Play a game in which the class is divided into teams of four.
- Give
each team 16 pieces of popcorn, candies or nuts which represent
the teams' supply of a renewable resource that is replenished
after each round of play. Each student can take freely from
the team supply but the following rules apply: (1) At the end
of the game, each team member will get to eat all the popcorn
amassed (2) Each one needs to take at least one piece per round
to be sustained (3) At the end of each round, the resource will
be replenished by one-half of its existing amount.
- Allow
students to take freely from their team's pile, but have
them record individual and group pieces.
- Replenish
by one half the number of pieces taken from the team
pile.
- Play
three or four more rounds, stopping after each to find out if
any of the students didn't survive. Then provide each
group with the prescribed amount of new popcorn.
- After
four or five rounds, have students share what happened. In which
teams did all the students survive? Which students had the most
popcorn in their personal supplies? Which team had the most
popcorn in its collective pile? Which teams think they would
be able to keep eating popcorn forever as long as the
resource kept renewing itself? On these teams, how many pieces
were these students taking each round?
- Discuss
the advantages and disadvantages of using a resource in a
sustainable and a non-sustainable way. What would happen
if the population of the group increased as the game went on?
5.
Visit a vacant lot, garden or natural site near
or in your school yard to closely examine a real ecosystem in
action and record the rang of life forms you can find: plants,
the range of small and large animals, and evidence of human life.

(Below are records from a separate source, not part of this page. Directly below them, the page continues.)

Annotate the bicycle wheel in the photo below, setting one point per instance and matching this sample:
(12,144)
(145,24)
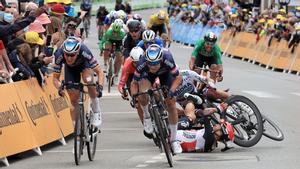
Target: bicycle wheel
(163,135)
(91,143)
(246,119)
(271,130)
(110,73)
(78,132)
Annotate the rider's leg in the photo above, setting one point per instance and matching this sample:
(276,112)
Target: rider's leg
(74,96)
(144,85)
(118,63)
(88,77)
(106,52)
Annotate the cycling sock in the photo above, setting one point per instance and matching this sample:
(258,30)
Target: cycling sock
(173,128)
(146,111)
(96,105)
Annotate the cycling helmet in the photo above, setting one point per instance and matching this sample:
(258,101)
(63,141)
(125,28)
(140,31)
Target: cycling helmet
(117,25)
(137,17)
(210,37)
(71,45)
(162,15)
(228,131)
(148,35)
(136,53)
(154,54)
(134,25)
(121,14)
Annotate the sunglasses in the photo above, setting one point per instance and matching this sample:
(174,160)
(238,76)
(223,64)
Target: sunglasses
(153,63)
(70,55)
(131,31)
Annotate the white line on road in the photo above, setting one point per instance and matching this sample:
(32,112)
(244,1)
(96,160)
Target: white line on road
(104,150)
(261,94)
(297,94)
(141,166)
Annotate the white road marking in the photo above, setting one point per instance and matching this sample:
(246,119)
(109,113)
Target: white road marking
(297,94)
(261,94)
(150,161)
(141,166)
(104,150)
(130,112)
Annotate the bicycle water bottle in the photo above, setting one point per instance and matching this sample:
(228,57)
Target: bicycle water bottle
(197,100)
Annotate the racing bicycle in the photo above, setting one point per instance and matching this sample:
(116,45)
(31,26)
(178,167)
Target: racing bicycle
(84,132)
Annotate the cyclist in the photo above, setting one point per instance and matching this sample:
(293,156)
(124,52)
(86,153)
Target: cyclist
(206,51)
(133,36)
(148,39)
(158,23)
(205,140)
(101,14)
(187,85)
(86,5)
(158,63)
(128,70)
(114,35)
(79,61)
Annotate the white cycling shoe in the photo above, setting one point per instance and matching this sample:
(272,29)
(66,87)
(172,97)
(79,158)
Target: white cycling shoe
(96,120)
(176,147)
(148,127)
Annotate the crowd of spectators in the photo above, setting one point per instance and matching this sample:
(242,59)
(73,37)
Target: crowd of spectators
(273,22)
(29,37)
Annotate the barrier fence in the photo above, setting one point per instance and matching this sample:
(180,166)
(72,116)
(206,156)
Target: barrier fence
(31,116)
(243,45)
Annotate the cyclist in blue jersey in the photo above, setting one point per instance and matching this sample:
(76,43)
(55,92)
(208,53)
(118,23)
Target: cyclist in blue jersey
(158,63)
(79,63)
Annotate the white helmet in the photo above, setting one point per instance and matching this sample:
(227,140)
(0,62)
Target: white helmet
(136,53)
(148,35)
(154,53)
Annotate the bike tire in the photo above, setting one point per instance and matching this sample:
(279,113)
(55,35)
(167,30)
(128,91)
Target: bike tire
(78,132)
(278,135)
(163,136)
(110,74)
(249,128)
(91,143)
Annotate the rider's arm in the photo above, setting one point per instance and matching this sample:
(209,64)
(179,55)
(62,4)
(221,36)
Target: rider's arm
(124,75)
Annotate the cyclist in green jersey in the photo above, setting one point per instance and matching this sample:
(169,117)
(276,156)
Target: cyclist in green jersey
(114,35)
(207,52)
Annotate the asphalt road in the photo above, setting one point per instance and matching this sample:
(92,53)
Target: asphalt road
(121,144)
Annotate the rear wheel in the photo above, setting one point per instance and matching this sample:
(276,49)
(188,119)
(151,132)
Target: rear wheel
(271,130)
(78,134)
(246,119)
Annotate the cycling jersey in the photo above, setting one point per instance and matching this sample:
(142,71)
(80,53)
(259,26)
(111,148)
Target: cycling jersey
(187,85)
(157,41)
(111,36)
(155,21)
(128,69)
(85,59)
(200,52)
(166,74)
(191,140)
(129,43)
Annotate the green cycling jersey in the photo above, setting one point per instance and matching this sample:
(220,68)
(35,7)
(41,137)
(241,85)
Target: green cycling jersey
(200,50)
(111,35)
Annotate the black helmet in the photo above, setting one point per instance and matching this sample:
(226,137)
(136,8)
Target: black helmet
(134,25)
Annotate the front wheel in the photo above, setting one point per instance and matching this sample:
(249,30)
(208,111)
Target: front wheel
(271,130)
(246,119)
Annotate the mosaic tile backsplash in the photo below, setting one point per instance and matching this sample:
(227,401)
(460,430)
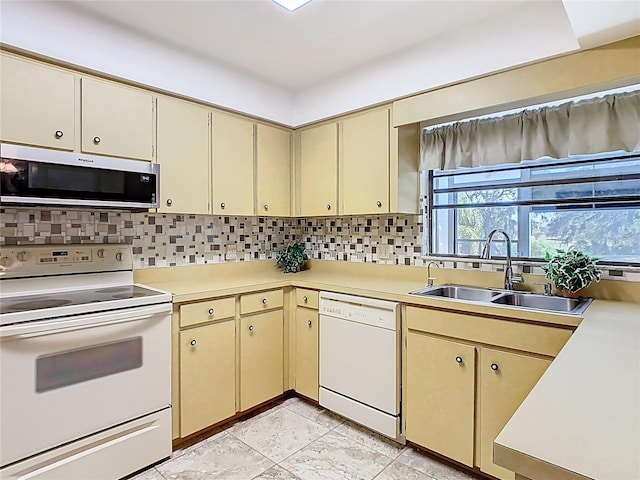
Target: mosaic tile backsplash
(161,240)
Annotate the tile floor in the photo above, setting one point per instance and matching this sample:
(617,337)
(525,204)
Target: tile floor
(295,440)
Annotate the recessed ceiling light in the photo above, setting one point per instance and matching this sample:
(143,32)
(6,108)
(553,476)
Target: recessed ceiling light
(291,5)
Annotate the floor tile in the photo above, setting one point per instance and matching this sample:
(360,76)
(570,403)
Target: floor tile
(336,457)
(224,458)
(319,415)
(370,439)
(399,471)
(278,434)
(276,473)
(432,467)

What elements help support animals living there? Plants living
there? What would happen if one of these were missing? Create
a map of you findings. Prepare presentations on the value of an
area in providing plant and animal habitat.
6. Web
of Life Activity.
- Create
a list of categories so that everything living, non-living
and human-specific would fit into at least one category.
(Examples might be plants, animals, minerals, technology, culture,
religion, art, emotions etc.) Post the list for everyone to
see.
- Start
the game by giving a ball of yarn to a student, asking him or
her to name something from one category (like flowers from the
"Plant" category). Holding onto one end, the student should
roll or toss the yarn to another student, who must name something
from a different category and explain the relationship to the
first item named, such as "painting" from art column; then hold
the string and pass the ball to the third student who does
the same as the second and passes it on to the fourth student.

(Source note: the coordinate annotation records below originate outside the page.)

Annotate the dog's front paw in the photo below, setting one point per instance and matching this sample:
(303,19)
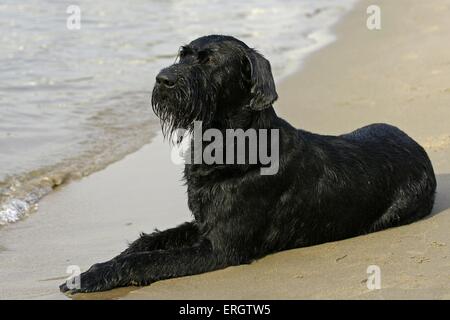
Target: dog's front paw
(100,277)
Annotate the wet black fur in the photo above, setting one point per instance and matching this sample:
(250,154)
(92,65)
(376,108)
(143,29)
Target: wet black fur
(327,187)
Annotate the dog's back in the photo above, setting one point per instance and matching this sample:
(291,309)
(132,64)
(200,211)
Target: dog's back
(373,178)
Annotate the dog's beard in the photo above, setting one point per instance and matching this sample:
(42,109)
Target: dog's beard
(179,107)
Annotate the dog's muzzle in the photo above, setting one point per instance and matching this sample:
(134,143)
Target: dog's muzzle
(166,79)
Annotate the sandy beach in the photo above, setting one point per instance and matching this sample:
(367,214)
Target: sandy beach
(398,75)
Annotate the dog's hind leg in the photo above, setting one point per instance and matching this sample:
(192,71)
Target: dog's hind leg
(184,235)
(143,268)
(404,210)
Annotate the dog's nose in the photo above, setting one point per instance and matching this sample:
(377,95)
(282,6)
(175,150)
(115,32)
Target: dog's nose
(166,79)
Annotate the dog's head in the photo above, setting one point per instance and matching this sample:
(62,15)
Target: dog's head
(216,78)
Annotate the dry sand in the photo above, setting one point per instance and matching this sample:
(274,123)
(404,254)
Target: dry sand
(399,75)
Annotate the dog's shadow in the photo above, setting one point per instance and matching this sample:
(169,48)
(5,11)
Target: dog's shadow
(442,202)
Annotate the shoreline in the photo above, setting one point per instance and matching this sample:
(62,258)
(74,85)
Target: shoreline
(347,84)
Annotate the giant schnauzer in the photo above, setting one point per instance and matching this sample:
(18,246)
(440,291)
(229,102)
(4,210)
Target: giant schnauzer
(327,188)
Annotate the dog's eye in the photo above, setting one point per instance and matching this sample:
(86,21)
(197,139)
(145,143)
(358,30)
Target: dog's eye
(204,56)
(184,51)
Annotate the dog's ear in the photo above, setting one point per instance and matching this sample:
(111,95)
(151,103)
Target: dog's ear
(263,92)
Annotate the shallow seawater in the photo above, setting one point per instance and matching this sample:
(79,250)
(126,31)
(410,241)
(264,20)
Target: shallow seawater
(74,101)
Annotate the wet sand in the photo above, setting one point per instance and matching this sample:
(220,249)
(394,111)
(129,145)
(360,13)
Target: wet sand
(399,75)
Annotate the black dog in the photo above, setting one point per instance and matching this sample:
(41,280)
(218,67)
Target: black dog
(327,187)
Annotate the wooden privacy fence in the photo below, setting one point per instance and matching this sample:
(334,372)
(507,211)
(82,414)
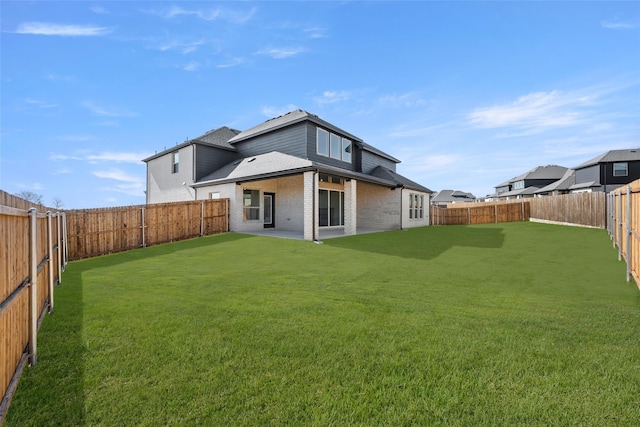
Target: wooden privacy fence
(33,257)
(480,213)
(94,232)
(586,209)
(623,224)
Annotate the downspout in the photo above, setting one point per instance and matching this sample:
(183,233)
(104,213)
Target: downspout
(313,206)
(401,203)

The game continues until all students are connected.
- At that
point discuss how human actions that directly affect part of
the Earth System indirectly affect many other parts.
Use water pollution as an example and ask which student named
something that would be negatively affected. Choose one (e.g.
the one that said drinking supply) and have him or her show
stress by tugging the string back and forth. Discuss the effect
of this vibration on others.
- As you
rewind the yarn, ask each person letting go to name something
a person could do to make the Earth a healthier place.
Collect these ideas, post and implement them.